I have also always been fascinated by weather - it always seemed to me the closest you could get to predicting the future. And until I cancelled my cable TV service three years ago I was a regular watcher of The Weather Channel. I find watching weather reports soothing - usually. Until they start talking about tornadoes and other scary weather. But even when it's scary it's fascinating.

So it goes without saying that I am fascinated by online weather maps, especially when there is a massive hurricane approaching New York City as is currently the case.

But I haven't found the perfect Hurricane Irene map yet.

The weather map at the NYTimes is almost perfect - it's everything a hurricane map should be - clear, enlarge-able, easy-to-read. But dammit, they only update it every six hours - I have to know more frequently than that where that sucker is and where it's heading.

So I turn to the weather maps at the good ole Weather Channel web site. They have lots of maps - you got your "Classic Doppler", your Infrared Satellite, your Visible Satellite, your Winds and Gusts and lots more. And they are updated about 15 - 30 minutes or so. And yet... none of their many maps in the regular section or "Hurricane Central" have that slick trajectory that the NYTimes map has.

The government agency, the National Oceanic and Atmospheric Administration, through its National Hurricane Center does have trajectory maps - but they only have two sizes, small and big, and even at the big size is hard to read, and just plain ugly. They do have the quaint Mariners' 1-2-3 rule map but its graphics are incredibly primitive.

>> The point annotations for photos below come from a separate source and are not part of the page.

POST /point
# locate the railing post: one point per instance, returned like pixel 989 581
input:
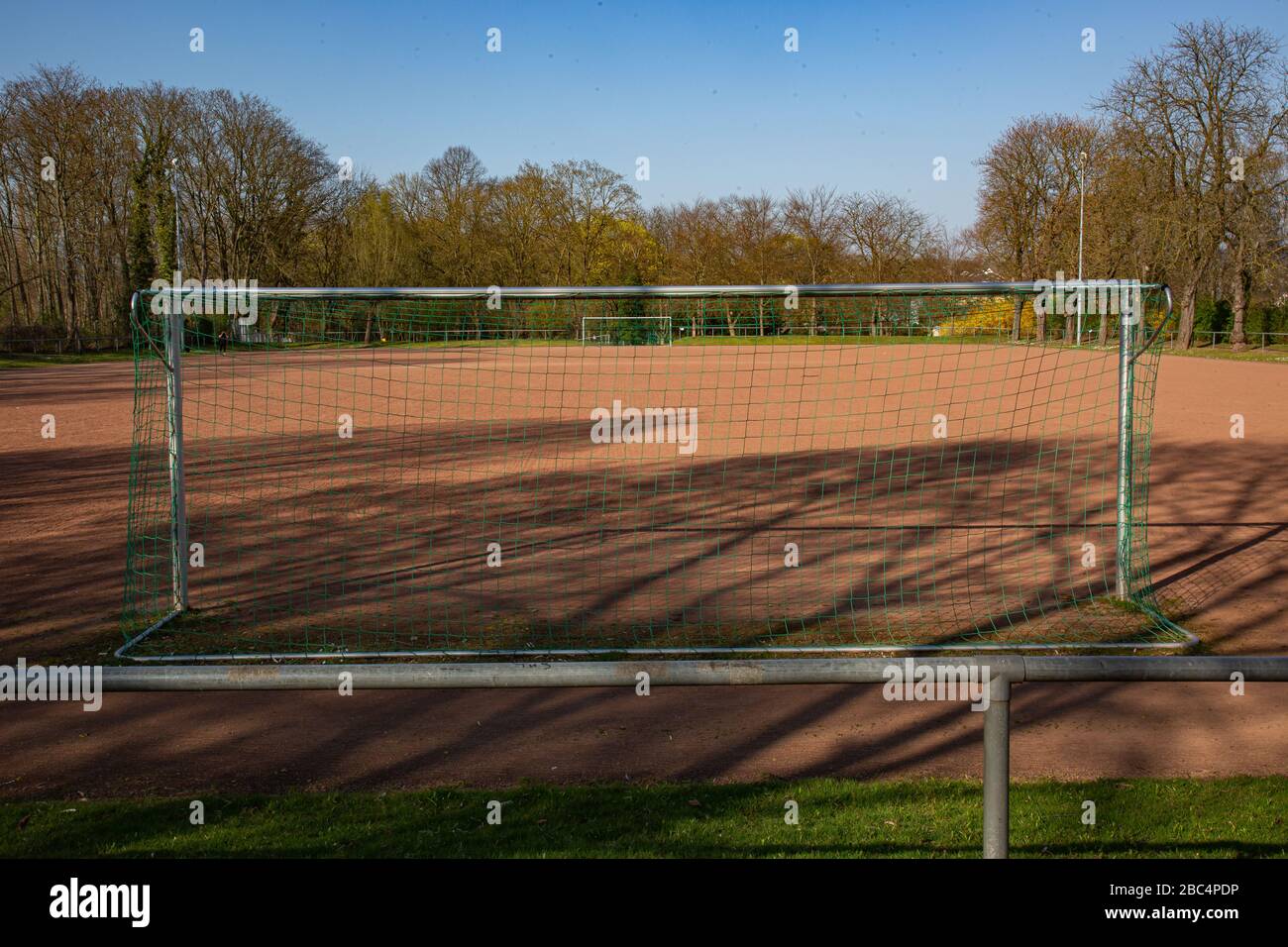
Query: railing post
pixel 997 768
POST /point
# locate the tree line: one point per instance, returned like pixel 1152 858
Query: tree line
pixel 1184 170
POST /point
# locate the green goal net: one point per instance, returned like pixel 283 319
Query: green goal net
pixel 639 470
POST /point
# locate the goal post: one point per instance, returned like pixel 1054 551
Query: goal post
pixel 625 330
pixel 463 472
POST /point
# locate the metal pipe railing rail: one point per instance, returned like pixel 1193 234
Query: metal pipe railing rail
pixel 810 290
pixel 1000 672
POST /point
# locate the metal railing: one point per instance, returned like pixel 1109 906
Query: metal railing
pixel 1000 674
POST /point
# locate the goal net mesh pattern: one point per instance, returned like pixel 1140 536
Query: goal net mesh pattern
pixel 473 474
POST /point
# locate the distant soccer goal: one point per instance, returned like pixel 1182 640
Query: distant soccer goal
pixel 809 470
pixel 625 330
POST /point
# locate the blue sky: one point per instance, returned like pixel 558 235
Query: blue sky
pixel 704 90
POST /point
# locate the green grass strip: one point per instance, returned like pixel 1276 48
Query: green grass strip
pixel 1185 818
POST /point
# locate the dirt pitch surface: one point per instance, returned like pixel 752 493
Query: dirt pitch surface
pixel 1219 536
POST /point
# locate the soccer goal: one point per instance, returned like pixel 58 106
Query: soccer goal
pixel 446 472
pixel 626 330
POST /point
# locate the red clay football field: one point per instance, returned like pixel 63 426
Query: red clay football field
pixel 1218 539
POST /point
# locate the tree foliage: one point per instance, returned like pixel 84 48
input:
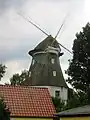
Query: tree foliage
pixel 79 66
pixel 18 79
pixel 4 112
pixel 2 70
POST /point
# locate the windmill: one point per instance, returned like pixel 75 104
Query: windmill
pixel 45 69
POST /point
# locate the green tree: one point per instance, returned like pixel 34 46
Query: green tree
pixel 59 104
pixel 18 79
pixel 79 66
pixel 2 70
pixel 4 112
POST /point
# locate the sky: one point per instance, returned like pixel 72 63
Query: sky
pixel 17 36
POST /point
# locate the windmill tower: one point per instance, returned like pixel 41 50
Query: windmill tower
pixel 45 69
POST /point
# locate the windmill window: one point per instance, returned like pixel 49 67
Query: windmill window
pixel 52 60
pixel 54 73
pixel 61 89
pixel 57 93
pixel 33 61
pixel 29 73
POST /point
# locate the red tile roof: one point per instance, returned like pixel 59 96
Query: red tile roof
pixel 27 101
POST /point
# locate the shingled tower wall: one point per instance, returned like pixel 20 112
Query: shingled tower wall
pixel 45 69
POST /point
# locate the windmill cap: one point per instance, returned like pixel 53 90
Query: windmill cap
pixel 42 46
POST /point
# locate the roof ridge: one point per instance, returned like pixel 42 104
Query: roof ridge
pixel 21 86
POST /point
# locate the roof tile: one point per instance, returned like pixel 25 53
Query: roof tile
pixel 28 101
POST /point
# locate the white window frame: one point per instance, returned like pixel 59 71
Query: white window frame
pixel 54 73
pixel 52 60
pixel 33 61
pixel 57 93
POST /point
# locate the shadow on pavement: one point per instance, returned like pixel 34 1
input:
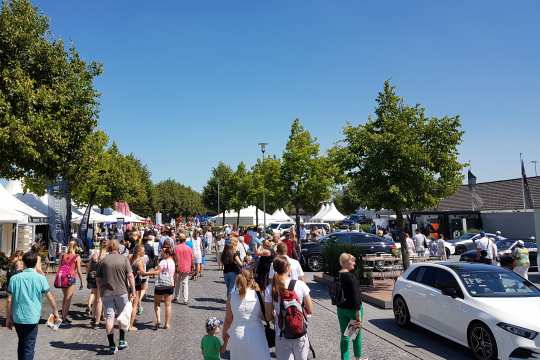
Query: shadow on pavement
pixel 423 339
pixel 98 349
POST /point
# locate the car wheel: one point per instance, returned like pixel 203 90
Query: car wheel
pixel 460 249
pixel 401 312
pixel 481 342
pixel 315 263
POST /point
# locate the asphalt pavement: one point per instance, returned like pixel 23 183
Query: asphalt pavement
pixel 382 338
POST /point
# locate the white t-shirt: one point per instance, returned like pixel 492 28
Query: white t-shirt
pixel 300 288
pixel 296 269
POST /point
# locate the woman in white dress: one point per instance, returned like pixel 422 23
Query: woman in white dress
pixel 243 326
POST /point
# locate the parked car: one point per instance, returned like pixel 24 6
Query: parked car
pixel 489 309
pixel 280 226
pixel 466 241
pixel 505 248
pixel 312 251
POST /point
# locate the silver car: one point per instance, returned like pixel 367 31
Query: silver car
pixel 467 241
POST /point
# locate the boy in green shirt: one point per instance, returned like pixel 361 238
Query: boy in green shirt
pixel 25 292
pixel 211 345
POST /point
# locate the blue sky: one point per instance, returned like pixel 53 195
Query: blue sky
pixel 187 84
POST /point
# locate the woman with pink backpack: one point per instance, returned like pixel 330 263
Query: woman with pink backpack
pixel 70 263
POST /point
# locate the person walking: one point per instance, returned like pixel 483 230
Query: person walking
pixel 521 262
pixel 231 264
pixel 297 293
pixel 115 281
pixel 95 306
pixel 243 329
pixel 420 243
pixel 138 263
pixel 296 272
pixel 25 292
pixel 184 265
pixel 351 308
pixel 70 266
pixel 164 289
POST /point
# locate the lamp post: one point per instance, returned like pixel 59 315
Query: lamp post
pixel 263 150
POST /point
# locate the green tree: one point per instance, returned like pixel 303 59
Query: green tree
pixel 174 199
pixel 242 184
pixel 401 159
pixel 48 104
pixel 219 186
pixel 267 178
pixel 306 175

Last we have the Weather Underground map selection. Any coolness points this web site gets for being named after a notorious radical left-wing organization is destroyed by the massive number of ads all over the site. And no trajectory maps. However they get big points for Dr. Jeff Master's Wunderblog which actually has a piece of information I haven't seen anywhere else - that as of 1:32 PM Friday, Hurricane Irene "continues to weaken." This is the kind of stuff I like to know about impending weather fronts of doom:
. Satellite imagery shows a distinctly lopsided appearance to Irene's cloud pattern, with not much heavy thunderstorm activity on the southwest side. This is due to moderate southwesterly wind shear of 10 - 20 knots. This shear is disrupting Irene's circulation and has cut off upper-level outflow along the south side of the hurricane. No eye is visible in satellite loops, but the storm's size is certainly impressive.
So in summation - there is no one perfect web site of weather information, especially approaching hurricane information. You have to look at them all.